Sea of Noise

Sun, 27 Apr 2008

Self-Storage Costs for My Book Collection

So, I'm planning to move to some as-yet-unknown city for grad school a year from now, and I'm trying to decide how aggressively to prune my book collection. After some initial pruning, I'm at 2001 books. I can probably find another dozen or two that I won't miss much, but I'm basically at the point where I have to ask myself whether the cost of storing them for five years (either in self-storage or via renting a larger apartment) exceeds their replacement cost minus whatever I can get for them at the local used book store.

400-500 of these books are part of my working library (mostly economics, math, and computing) that will need to be at hand in my home or office. But if I keep the remaining 1500-1600 they could be stored at the cheapest facility available. Climate control probably isn't necessarily, but since I'll also be storing my equally-massive LP collection (another weeding-out problem I'll face!), I'm going to assume that I'll be buying climate-controlled space that is as cheap on the margin at non-climate-controlled space. From some quick research, it looks as though long-term storage is available as cheap as $1/square foot.

Let's say that I buy an extra 25 square feet for my books. Assuming I use standard 12"x15" cardboard boxes and stack them four levels high, that's room for 80 boxes. (That might be a tight fit, but I could adjust by using some shelving to get them stacked higher than 4 boxes.)

Here's the trickiest part: how many books can I fit in each box? I happen to have eight boxes full of books right now and on average they're holding 21.625 books. (The biased nature of this sample probably underestimates the carrying capacity of the boxes for my average book, but let's go with it for now.) So this suggests that I can fit a total of 1730 books in a 5x5 self-storage space without getting into elaborate structural engineering to take full advantage of the 10 foot high ceilings some places advertise.

So, we're assuming 25 square feet at $25/month for the five years it should take to finish a Ph.D. That's $1500. Divide by 1730 books and that's about 87 cents per book. Of course, I may not fill the space completely, and there will eventually be some transportation costs to get the books to wherever I end up (as well as cost of capital). I think I can ignore the integer problem, even though technically it means the cost of storage may be zero at the margin. Let's call it $1/book--maybe half that for small paperbacks and twice or more for stuff like atlases.

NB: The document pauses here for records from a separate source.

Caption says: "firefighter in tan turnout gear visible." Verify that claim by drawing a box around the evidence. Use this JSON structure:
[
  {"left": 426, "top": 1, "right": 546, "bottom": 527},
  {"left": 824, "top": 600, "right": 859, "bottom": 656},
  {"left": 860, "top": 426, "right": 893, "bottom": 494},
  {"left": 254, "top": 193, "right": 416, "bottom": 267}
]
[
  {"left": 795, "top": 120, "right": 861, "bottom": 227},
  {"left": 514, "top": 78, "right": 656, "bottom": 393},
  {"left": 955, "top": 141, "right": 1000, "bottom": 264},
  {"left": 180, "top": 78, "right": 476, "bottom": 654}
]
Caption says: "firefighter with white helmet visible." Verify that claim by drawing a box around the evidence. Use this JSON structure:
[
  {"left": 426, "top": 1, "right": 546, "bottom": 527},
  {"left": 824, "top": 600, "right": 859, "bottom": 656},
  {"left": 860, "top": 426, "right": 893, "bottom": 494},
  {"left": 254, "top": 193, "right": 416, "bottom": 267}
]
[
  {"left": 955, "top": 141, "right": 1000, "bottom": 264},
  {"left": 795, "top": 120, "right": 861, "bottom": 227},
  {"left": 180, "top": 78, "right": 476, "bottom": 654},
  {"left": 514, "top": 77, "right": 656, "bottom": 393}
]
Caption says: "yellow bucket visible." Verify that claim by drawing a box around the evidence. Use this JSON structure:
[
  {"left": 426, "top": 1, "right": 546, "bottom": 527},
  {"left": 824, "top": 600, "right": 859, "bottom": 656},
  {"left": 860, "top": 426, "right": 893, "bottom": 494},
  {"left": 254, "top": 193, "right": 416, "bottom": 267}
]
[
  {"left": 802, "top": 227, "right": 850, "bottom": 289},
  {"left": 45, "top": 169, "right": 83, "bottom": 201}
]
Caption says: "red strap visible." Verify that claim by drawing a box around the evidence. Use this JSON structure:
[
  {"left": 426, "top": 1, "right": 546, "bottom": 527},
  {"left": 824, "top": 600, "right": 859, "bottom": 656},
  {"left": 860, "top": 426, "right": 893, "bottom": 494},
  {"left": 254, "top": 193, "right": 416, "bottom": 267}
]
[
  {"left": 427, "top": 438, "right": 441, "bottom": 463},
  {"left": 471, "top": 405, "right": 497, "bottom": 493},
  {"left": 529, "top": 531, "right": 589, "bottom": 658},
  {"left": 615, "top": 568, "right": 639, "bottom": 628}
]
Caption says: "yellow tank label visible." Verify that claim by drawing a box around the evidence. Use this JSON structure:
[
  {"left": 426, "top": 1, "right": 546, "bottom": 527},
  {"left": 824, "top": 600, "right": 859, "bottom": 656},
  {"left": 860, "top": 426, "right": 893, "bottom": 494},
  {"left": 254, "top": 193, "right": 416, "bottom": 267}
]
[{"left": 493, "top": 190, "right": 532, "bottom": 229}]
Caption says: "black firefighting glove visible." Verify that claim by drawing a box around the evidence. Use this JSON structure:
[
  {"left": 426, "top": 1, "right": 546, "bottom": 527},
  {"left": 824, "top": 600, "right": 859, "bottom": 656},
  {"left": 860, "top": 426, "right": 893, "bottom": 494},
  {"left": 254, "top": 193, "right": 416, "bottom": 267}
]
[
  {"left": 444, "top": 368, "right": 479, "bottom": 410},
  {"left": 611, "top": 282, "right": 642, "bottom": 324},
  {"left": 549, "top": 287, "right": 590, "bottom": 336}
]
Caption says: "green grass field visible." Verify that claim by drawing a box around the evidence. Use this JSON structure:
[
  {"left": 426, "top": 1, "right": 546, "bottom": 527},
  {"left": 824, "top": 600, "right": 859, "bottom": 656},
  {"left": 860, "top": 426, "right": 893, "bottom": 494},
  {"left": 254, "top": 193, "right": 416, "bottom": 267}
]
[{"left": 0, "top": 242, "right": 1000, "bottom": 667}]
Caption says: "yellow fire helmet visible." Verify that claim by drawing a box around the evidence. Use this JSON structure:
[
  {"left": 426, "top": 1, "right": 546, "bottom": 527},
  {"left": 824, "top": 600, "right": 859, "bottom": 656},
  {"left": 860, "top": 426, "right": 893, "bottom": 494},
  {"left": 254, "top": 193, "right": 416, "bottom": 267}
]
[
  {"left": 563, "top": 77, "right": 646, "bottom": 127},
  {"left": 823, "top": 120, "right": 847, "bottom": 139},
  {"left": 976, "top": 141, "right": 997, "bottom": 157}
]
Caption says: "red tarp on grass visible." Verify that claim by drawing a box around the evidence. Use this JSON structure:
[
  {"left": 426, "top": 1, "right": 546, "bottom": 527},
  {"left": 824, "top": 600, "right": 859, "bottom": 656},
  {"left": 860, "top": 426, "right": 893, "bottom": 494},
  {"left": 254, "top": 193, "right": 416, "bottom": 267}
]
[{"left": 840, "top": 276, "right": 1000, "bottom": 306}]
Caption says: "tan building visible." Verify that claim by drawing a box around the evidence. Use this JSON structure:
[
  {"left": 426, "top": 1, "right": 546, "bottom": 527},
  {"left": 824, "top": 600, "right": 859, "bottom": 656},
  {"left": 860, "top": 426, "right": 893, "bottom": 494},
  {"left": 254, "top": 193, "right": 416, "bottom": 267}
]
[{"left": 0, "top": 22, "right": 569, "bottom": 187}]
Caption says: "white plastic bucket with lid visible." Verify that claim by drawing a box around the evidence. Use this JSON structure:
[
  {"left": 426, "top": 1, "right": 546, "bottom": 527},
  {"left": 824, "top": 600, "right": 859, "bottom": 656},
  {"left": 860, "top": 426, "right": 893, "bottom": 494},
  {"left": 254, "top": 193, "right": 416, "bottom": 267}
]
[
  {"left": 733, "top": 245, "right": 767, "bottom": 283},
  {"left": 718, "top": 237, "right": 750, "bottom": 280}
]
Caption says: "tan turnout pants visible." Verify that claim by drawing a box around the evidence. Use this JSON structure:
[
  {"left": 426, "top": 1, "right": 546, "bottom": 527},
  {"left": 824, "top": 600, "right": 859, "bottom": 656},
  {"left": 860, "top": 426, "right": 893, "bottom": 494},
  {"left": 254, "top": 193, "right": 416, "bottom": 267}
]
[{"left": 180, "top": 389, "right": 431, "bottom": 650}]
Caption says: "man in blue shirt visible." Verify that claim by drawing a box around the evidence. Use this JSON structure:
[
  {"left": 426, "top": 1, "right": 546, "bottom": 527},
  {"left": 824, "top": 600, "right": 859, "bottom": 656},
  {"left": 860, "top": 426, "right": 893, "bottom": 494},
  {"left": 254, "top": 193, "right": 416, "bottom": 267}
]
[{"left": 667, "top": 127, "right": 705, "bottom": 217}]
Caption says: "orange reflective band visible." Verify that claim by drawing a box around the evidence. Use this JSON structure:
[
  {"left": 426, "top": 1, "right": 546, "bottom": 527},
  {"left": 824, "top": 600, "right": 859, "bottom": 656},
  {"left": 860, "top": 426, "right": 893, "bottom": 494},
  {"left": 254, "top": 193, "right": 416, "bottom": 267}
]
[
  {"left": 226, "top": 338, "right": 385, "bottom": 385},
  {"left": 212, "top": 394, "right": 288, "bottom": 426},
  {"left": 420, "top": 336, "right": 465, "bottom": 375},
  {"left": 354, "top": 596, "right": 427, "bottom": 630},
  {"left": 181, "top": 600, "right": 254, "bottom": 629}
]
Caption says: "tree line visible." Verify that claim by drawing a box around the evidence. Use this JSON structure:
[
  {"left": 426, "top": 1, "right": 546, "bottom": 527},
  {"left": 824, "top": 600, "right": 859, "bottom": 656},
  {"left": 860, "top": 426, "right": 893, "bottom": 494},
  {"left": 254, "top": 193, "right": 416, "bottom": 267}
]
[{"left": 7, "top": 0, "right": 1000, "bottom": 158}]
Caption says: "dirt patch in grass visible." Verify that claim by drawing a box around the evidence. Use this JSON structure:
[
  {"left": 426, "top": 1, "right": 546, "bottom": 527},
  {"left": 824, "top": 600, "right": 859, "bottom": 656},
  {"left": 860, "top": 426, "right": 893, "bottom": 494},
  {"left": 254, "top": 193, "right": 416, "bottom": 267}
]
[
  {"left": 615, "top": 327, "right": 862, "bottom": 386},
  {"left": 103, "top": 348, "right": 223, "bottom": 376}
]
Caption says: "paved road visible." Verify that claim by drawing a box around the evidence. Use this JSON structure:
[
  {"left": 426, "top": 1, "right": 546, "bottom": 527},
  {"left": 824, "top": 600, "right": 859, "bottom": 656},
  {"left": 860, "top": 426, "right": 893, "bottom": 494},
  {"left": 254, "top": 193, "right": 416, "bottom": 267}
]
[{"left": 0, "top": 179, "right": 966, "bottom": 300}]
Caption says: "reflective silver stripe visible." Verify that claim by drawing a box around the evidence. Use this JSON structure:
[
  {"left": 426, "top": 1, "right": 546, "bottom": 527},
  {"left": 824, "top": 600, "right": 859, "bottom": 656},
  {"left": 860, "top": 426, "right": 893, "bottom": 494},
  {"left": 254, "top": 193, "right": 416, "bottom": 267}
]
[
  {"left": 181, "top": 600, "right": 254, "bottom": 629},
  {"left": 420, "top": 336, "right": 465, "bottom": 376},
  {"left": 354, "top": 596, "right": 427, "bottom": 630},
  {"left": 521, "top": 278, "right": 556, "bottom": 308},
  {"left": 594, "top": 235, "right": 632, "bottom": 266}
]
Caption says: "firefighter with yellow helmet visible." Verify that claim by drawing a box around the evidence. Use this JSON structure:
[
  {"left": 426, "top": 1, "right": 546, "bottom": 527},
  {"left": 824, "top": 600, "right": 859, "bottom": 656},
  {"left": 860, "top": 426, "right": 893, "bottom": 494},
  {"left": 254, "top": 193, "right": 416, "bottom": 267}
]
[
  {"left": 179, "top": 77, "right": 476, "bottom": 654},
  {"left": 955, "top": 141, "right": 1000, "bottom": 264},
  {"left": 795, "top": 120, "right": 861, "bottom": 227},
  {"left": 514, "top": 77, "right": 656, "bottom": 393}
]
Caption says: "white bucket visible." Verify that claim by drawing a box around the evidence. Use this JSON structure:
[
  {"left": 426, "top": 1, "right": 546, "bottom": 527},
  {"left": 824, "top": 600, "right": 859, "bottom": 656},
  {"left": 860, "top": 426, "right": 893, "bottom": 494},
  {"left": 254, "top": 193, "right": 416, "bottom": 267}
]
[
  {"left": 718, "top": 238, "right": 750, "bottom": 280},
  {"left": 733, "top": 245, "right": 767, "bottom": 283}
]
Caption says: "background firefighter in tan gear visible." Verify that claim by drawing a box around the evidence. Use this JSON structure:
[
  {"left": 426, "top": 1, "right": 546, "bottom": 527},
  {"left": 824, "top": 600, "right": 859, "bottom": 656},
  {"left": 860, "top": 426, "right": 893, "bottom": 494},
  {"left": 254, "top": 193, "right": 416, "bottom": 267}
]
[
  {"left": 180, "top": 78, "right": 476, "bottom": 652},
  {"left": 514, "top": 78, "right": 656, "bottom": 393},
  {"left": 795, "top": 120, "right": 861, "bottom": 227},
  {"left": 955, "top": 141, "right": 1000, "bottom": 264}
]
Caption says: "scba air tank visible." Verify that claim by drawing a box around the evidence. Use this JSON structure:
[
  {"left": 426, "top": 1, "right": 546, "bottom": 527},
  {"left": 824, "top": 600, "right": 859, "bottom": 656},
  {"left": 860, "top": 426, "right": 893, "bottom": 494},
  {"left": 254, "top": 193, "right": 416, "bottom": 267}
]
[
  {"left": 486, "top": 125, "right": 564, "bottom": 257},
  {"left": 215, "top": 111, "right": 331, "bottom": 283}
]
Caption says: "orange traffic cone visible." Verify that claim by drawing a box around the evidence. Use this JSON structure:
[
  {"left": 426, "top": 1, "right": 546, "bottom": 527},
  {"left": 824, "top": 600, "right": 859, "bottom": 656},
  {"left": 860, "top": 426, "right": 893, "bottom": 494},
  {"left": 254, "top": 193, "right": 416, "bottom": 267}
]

From one angle, that's a pretty low number. From another, it seems profligate. I suppose the truth is somewhere in between. Certainly, looking at the lifetime cost of holding onto a book, owning some of those cheap sci-fi paperbacks or Dilbert cartoon collections doesn't seem worthwhile. And, while I do re-read many of my books and tend to have broad and obscure tastes not always well-served by the local library, the existence of a thick market for used books via the Internet makes it seem like a distributed peer-to-peer library. Many books--even some that are out-of-print--can be had for a penny plus $3.99 shipping. And, of course, most of these books would net me at least a token amount if I sold them.

It seems that if I'm not sure I'll still want to own a given book five years from now, or if it's one whose price will continue to fall over the next five years, I might as well sell it or give it away. On the other hand, an obscure and/or rare book is well worth the $1 it will cost to store. In the end, I'm not sure how much this analysis really helps: it makes it easier to let go of some books, but it still leaves hundreds in the grey, fat margin of uncertainty.

I guess the next step is to cull some books and get used to the idea of having less stuff. Maybe the real cost of having so much stuff has nothing to do with the price of self-storage?